デスぺさん、SHO選手のpodcastを聞いてみてください。YOH選手が己の哲学を語っています。

「キャラクタープロレスの否定」と「他人をけなしたくない」という二点が頭に残りました。真っ先に連想したのは、プロレスリング・ノアの創設者である故・三沢光晴選手。

彼はよく「何でプロレスラーは大事な試合の前になると新聞とかコメントでいろいろ吹かなきゃいけないの?」「相手に向かってぶっ殺すとか、そういう時代はもう終わった」と話していました。

同じようなことは、いまノアに上がっている船木誠勝選手も言っています。「プロレスラーは本音でしゃべれよ」と。

「闘いが全て」というストイックな姿勢は、一方でリング上の攻防過激化を加速させたと見られています。プロレスの満足指数が100あるとしたら、彼らはその全てを試合だけで生み出そうとしたのです。

一方コメントやパフォーマンスで20~30を補えば身体への負担を抑えられるし、新規ファンを会場へ呼ぶキッカケにもなります。

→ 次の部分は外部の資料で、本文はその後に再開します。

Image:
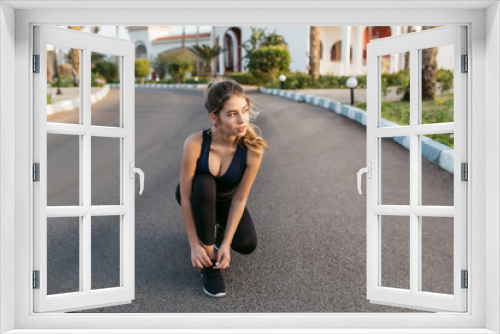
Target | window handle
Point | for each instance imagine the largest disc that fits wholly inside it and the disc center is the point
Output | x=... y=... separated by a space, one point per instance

実際デスペ選手の前哨戦の盛り上げ方は素晴らしい。リングでは「おまえに負けたくない!」と生の感情をぶつけ、コメントやSNSでも挑発を繰り返す。この一連のプロセスを通じて「タイトル戦はどうなってしまうのか」という期待感を煽るわけです。

こういう手法を「時代遅れ」とは思いません。むしろ「プロレスならではの面白さ」であり「衆目を惹きつけるミッションに欠かせぬ叡智」でしょう。でも三沢選手らが投げ掛けた疑問にも軽視できぬ何かを感じるのです。

散々罵倒されても己を曲げず、あくまでも「本音」しか口にしないYOH選手。彼の真意はあまり伝わっていません。言葉が少ないから。でもこのご時世でツイッターとインスタをやめた覚悟は、現代のあらゆるトレンドに向けたアンチテーゼでしょう。彼はそれを正しいと考え、実行したわけです。

本番では互いのイデオロギーが激しく衝突するはず。プロレスは人生の縮図と言われますが、絶対的な正解がない点もそう。「本音」と「正解」を赤裸々にぶつけ合うことで何が生まれるか。4.28のタッグ王座戦、5.4のシングル王座戦、ともに楽しみです。